Every year the YMCA hosts a “Youth and Government” competition as school teams serve in model governments at the local, state, national, and international level. Lanier competed in the judicial category where the students act as judges, attorneys, bailiffs, and witnesses.

Even though Lanier didn’t advance to nationals, the students are proud to defy expectations.

“It feels uplifting, it feels good because I’m trying to set an example for myself and Lanier to show that there is good that comes out of the West Side,” said junior Michael Perez. “And not everyone's going to be a statistic.”

The West Side school neighbors the Alazan and Apache Courts— housing projects built in the 1940s for impoverished Mexican-American families.

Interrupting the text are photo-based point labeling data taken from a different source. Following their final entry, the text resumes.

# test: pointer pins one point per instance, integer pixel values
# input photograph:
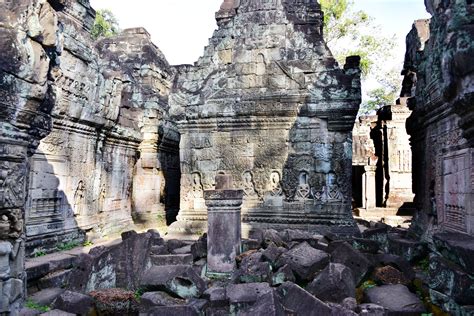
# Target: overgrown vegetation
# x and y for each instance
(39, 252)
(87, 243)
(67, 245)
(33, 305)
(350, 32)
(105, 25)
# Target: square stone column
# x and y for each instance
(370, 201)
(224, 230)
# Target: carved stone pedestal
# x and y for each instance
(224, 230)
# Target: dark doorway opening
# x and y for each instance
(357, 185)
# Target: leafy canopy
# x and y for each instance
(105, 25)
(350, 32)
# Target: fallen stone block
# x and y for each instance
(115, 302)
(182, 250)
(178, 310)
(411, 250)
(353, 259)
(339, 310)
(216, 296)
(284, 274)
(57, 312)
(181, 281)
(389, 275)
(395, 261)
(365, 245)
(304, 261)
(449, 279)
(369, 309)
(47, 296)
(169, 260)
(272, 253)
(254, 273)
(271, 236)
(151, 299)
(74, 302)
(298, 301)
(395, 299)
(333, 284)
(246, 294)
(267, 304)
(456, 247)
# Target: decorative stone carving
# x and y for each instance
(439, 88)
(248, 185)
(256, 102)
(106, 104)
(197, 186)
(275, 184)
(303, 191)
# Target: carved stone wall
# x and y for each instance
(439, 82)
(110, 149)
(268, 105)
(382, 160)
(101, 168)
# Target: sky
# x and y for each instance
(181, 28)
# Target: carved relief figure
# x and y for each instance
(79, 198)
(102, 196)
(333, 191)
(303, 190)
(8, 253)
(275, 184)
(248, 185)
(11, 224)
(197, 189)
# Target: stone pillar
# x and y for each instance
(370, 187)
(224, 227)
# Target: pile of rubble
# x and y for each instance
(278, 273)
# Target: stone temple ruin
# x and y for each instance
(101, 137)
(268, 104)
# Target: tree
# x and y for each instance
(105, 24)
(350, 32)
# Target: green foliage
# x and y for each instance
(87, 243)
(33, 305)
(67, 245)
(39, 252)
(350, 32)
(367, 284)
(424, 264)
(138, 294)
(105, 25)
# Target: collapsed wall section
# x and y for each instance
(86, 145)
(268, 105)
(439, 85)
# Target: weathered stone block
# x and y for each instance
(333, 284)
(395, 299)
(304, 260)
(299, 301)
(353, 259)
(179, 280)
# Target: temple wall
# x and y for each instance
(86, 145)
(268, 105)
(382, 163)
(439, 86)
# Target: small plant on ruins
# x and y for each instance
(105, 24)
(87, 243)
(424, 264)
(351, 32)
(67, 245)
(33, 305)
(138, 294)
(38, 252)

“When we got back from Austin, we decided we wanted to give the whole school an opportunity to experience what we experienced,” Perez said.

So Perez and his returning teammates launched a club.

“We a had a list of 12, 13 people that were wanting to join some freshman, mostly some seniors,” Perez says. “And then I get hit with, ‘Okay, you can’t come out the house for a week, two weeks, three weeks — a month.”

Perez believes Lanier can make it to nationals next year, which is why he’s been soaking up information while in quarantine.

“I’ve been looking over rules and procedures, just in case, to prepare myself. Just in case we do get lifted from quarantine and come back,” Perez said.

Beyond competing nationally, Perez is already envisioning a future as a lawyer and wants to educate his barrio.

“If you get pulled over by someone and they are just throwing the whole book at you,” Perez said, “and you can just say ‘Hey, I know my rights.’ That’s the difference between you being in jail or you walking free.”